The most important and critical part of the SBU-CBM method comprises the grafting of a photo-polymerizable unit on a substrate surface. Here the photo-polymerizable unit is an organic compound that can undergo a photochemical reaction to form a polymer comprising at least one charged group. Under irradiation, a photo-polymerization reaction of the photo-polymerizable unit occur and subsequently a reaction between covalently bound hydrogen atoms on the substrate surface and a fraction of the photo-polymerizable unit. After the photo-polymerization, a covalent bond forms between the polymer and substrate, and this covalent bond is later used for selective metal deposition. Here, the photochemical properties of the photo-polymerizable unit are the key to determining the quality of the deposited metal.
Currently, in our lab for metal deposition by the SBU-CBM method, acrylic acid, and polyurethane are used as the photo-polymerizable unit and substrate, respectively. However, there is room for improving the quality of deposited metal where in some cases there are problems with blisters in the metal coating. In this study, by First Principles Calculations we will investigate the photochemical properties of methacrylic acid, and maleic acid grafted on polyamide as new photo-polymerizable units. Our goal is to determine the ideal photo-polymerizable unit in order to minimize the swelling of coated metal by the SBU-CBM method.

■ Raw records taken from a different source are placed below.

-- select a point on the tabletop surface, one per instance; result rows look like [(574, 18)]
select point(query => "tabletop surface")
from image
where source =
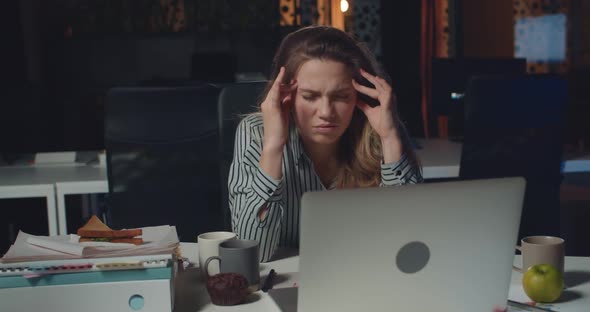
[(192, 296)]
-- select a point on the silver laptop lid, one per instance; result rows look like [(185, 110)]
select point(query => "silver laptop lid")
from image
[(428, 247)]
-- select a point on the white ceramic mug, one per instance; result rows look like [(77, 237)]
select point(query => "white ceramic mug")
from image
[(209, 247), (541, 250)]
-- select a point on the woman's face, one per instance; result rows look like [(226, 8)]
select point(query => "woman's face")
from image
[(324, 102)]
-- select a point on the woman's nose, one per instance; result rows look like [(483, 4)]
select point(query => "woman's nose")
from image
[(325, 110)]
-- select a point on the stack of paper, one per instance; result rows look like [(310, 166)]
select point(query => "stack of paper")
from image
[(157, 240)]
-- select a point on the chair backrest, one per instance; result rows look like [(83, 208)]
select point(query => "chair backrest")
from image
[(161, 158), (515, 127), (234, 101)]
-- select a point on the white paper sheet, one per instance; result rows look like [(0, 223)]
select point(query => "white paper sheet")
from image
[(157, 240)]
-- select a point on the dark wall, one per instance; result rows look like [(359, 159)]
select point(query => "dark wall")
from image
[(400, 22)]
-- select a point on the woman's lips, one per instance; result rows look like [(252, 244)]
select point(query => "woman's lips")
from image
[(325, 128)]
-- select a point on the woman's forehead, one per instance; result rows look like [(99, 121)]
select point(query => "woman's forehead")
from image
[(323, 74)]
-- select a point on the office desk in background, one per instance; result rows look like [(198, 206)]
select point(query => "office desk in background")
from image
[(440, 159), (191, 294), (53, 183)]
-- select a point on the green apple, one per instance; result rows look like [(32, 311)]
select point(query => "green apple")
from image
[(543, 283)]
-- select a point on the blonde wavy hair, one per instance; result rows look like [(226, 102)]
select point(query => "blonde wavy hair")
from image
[(360, 152)]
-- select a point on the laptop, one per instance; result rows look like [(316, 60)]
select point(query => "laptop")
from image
[(445, 246)]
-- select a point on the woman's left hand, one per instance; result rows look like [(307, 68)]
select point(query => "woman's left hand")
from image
[(381, 116)]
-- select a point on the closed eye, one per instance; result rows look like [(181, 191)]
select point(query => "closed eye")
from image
[(309, 97)]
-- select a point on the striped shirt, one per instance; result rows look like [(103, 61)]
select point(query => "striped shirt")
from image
[(250, 188)]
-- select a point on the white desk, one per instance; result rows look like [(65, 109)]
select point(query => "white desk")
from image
[(440, 159), (26, 182), (192, 295), (78, 180)]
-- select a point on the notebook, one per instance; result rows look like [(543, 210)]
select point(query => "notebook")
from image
[(429, 247)]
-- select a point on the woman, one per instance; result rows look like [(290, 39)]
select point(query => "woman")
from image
[(316, 131)]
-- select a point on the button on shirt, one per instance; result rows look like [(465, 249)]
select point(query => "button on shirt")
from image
[(250, 188)]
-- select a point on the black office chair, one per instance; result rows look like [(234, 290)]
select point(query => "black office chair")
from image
[(162, 158), (235, 100), (515, 127)]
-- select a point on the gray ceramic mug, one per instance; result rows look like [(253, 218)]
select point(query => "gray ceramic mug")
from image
[(239, 256)]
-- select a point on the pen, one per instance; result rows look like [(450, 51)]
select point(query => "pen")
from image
[(267, 285), (528, 307)]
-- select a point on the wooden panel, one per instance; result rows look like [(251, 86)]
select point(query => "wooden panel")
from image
[(488, 28)]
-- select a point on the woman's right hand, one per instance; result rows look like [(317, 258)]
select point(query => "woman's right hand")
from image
[(275, 112)]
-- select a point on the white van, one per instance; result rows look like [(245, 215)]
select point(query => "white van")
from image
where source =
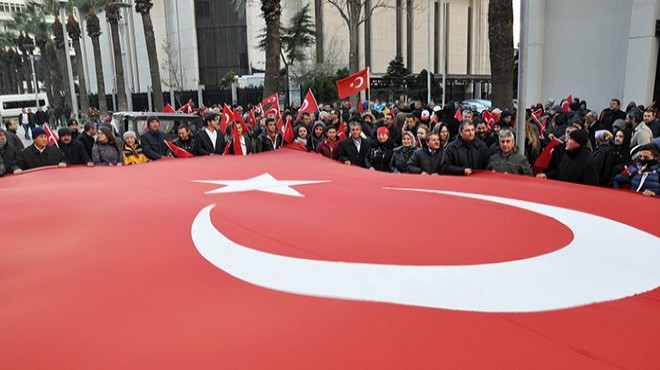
[(11, 105)]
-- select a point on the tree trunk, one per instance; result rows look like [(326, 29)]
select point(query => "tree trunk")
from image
[(48, 83), (100, 82), (500, 36), (272, 10), (153, 62), (53, 69), (66, 86), (122, 103), (82, 80)]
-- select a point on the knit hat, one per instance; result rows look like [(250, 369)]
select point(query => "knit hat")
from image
[(128, 134), (37, 131), (619, 124), (580, 136), (383, 130), (64, 131), (425, 115)]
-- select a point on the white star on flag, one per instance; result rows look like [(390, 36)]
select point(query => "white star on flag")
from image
[(264, 182)]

At the first stage of the project, the ground state electronic structure of methacrylic acid, and maleic acid grafted on polyamide including molecular structure, nature of bonding, and charge density will be studied within the First-Principles Density-Functional Theory (DFT) formalism. In the second phase of the project, photo-excitation reactions occurring in methacrylic acid, and maleic acid grafted on polyamide upon ultrafast pulsed LASER irradiation will be studied with Time Dependent DFT formalism (TD-DFT). A full dynamical non-equilibrium description of a combined electronic-ionic system will be studied by using Real-Time Time-Dependent Density Functional Theory (RT-TDDFT) approach. The real-time propagation of electronic states based on time reversal symmetry implemented in OCTOPUS software will be used for TDDFT calculation. These calculations will initially be used to study the ultrafast dynamical phenomena including the charge dynamics and the bond dissociation in methacrylic acid, and maleic acid grafted on polyamide instantaneous after ultrashort pulsed LASER photoexcitation. This will enable us to access both the ground state electronic structure as well as routes to explore beyond the adiabatic approximation and study the excited state electronic structure which will help us to understand the mechanism of photo-polymerization of methacrylic acid, and maleic acid grafted on polyamide.